Edgartown voters may be asked to decide this spring to spend $3 million to buy the so-called Yellow House, a run-down property on Main street owned by the Hall family.
The town community preservation committee will hold a public hearing next week about purchasing or taking through eminent domain the house and surrounding land at 66 Main street, using $1.5 million in community preservation funding set aside for open space and historic preservation. The hearing is set for Thursday, Feb. 2 at 4 p.m. at the town hall.
A separate town meeting article has been drafted that would ask the town to spend another $1.5 million to buy a private parking lot also on the property. The funding mechanism for the article isn’t yet clear.
Pending an affirmative vote by the CPC, both articles are expected to appear on the annual town meeting warrant in April.
The 19th century house located on a quarter-acre of property at the corner of Main and Summer streets formerly housed a bookstore and other retail space but has been vacant for several years. The front of the building is wood clapboard painted yellow, but in recent years it has deteriorated badly.
Owner Benjamin L. Hall Jr. could not be immediately reached for comment Tuesday.
But town plans now call for renovating the Yellow House and leasing it as retail space, turning the lawn between the house and town hall into a small park, and converting the gravel parking lot into public parking. Part of the parking lot could also be used for a future expansion of town hall.
“It’s just been an eyesore too long and we’re always being asked, what are you going to do about the Yellow House,” selectman and community preservation committee chairman Margaret Serpa said Tuesday. She said the town hopes to be able to purchase the property and then work with another party to renovate the building. She said a committee would probably be appointed to move the project forward if the purchase is approved.
Mrs. Serpa said she is not aware that there has been any communication with the Hall family, but she expects pushback.

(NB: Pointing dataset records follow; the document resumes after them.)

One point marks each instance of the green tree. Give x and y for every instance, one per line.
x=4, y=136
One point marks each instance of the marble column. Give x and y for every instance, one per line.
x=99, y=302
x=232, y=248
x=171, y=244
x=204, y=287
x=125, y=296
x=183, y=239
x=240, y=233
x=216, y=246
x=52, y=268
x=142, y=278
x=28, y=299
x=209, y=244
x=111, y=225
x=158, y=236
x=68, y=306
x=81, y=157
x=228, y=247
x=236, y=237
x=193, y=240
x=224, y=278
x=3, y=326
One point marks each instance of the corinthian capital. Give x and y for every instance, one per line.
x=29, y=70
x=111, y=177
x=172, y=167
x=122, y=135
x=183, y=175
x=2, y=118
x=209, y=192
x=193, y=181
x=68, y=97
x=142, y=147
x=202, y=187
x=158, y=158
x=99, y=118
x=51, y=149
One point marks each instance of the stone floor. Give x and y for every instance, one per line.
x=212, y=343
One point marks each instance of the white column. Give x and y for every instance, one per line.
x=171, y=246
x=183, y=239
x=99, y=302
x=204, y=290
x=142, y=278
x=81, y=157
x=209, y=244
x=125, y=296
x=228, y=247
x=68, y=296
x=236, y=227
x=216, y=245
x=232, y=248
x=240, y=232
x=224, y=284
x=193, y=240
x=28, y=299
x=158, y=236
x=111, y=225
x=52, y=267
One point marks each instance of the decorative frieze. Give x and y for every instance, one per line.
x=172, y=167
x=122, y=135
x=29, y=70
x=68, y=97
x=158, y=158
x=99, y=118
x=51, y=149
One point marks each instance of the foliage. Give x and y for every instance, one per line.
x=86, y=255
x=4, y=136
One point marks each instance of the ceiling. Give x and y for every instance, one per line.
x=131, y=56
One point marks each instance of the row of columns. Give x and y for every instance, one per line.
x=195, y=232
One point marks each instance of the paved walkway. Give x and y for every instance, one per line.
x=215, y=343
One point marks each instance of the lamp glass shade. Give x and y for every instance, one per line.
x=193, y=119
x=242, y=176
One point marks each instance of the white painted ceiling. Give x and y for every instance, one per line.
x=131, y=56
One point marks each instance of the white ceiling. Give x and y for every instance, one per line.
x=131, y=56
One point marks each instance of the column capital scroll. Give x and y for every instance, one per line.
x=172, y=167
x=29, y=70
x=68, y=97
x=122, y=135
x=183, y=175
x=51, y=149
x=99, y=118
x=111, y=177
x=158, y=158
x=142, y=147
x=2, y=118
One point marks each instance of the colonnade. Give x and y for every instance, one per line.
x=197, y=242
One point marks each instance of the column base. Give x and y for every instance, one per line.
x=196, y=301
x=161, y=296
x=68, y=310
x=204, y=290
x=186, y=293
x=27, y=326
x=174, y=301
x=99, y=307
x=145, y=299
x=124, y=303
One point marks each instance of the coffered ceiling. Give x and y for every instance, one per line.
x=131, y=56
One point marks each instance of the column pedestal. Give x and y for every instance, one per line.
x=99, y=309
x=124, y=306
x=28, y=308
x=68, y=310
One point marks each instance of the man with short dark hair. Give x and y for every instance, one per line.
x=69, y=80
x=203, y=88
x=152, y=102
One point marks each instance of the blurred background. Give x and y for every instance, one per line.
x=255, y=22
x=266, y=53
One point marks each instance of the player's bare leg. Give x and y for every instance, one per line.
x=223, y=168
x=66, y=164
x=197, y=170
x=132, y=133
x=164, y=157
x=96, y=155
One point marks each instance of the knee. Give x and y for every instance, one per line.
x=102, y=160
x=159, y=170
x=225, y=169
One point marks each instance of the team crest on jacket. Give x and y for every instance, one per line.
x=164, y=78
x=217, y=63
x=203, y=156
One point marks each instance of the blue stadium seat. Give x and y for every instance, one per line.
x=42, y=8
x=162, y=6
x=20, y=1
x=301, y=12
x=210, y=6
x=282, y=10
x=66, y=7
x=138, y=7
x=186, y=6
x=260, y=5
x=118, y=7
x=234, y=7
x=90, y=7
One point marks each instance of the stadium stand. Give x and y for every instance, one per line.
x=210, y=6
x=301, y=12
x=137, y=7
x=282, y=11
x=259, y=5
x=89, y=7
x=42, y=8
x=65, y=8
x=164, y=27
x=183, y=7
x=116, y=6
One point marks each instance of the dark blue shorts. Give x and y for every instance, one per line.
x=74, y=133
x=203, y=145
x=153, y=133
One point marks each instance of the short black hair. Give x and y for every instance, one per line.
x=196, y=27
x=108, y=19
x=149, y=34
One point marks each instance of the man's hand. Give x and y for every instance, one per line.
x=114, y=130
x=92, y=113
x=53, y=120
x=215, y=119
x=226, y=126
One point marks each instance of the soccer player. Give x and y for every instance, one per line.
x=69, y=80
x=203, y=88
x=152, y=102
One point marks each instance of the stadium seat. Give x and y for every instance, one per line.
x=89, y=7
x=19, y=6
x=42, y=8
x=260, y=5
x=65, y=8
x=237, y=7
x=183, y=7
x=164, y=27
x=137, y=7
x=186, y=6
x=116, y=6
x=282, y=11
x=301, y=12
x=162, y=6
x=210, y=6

“I’m sure there will be some opposition,” she said. “Hopefully the townspeople will see what we want to do and approve of it and we’ll be able to move forward and take care of that eyesore.” She said the town has tried to work out arrangements with the owners in the past that haven’t panned out. “I just hope that people will support this because I think it will be such an improvement, and make it something that we’re all proud of,” she said.
The community preservation committee voted in 2014 to allocate funding for the purchase of the house, but then quickly abandoned the plans.
Town records state the house was built in 1805 by Capt. Chase Pease, the county jailer and an early Methodist. An addition to the house served for a time as the town’s first Methodist meeting house. The building was originally one story, and the structure was later lifted and a new first story built underneath, according to records. In more recent memory it was the home of Bickerton & Ripley bookstore until the early 2000s.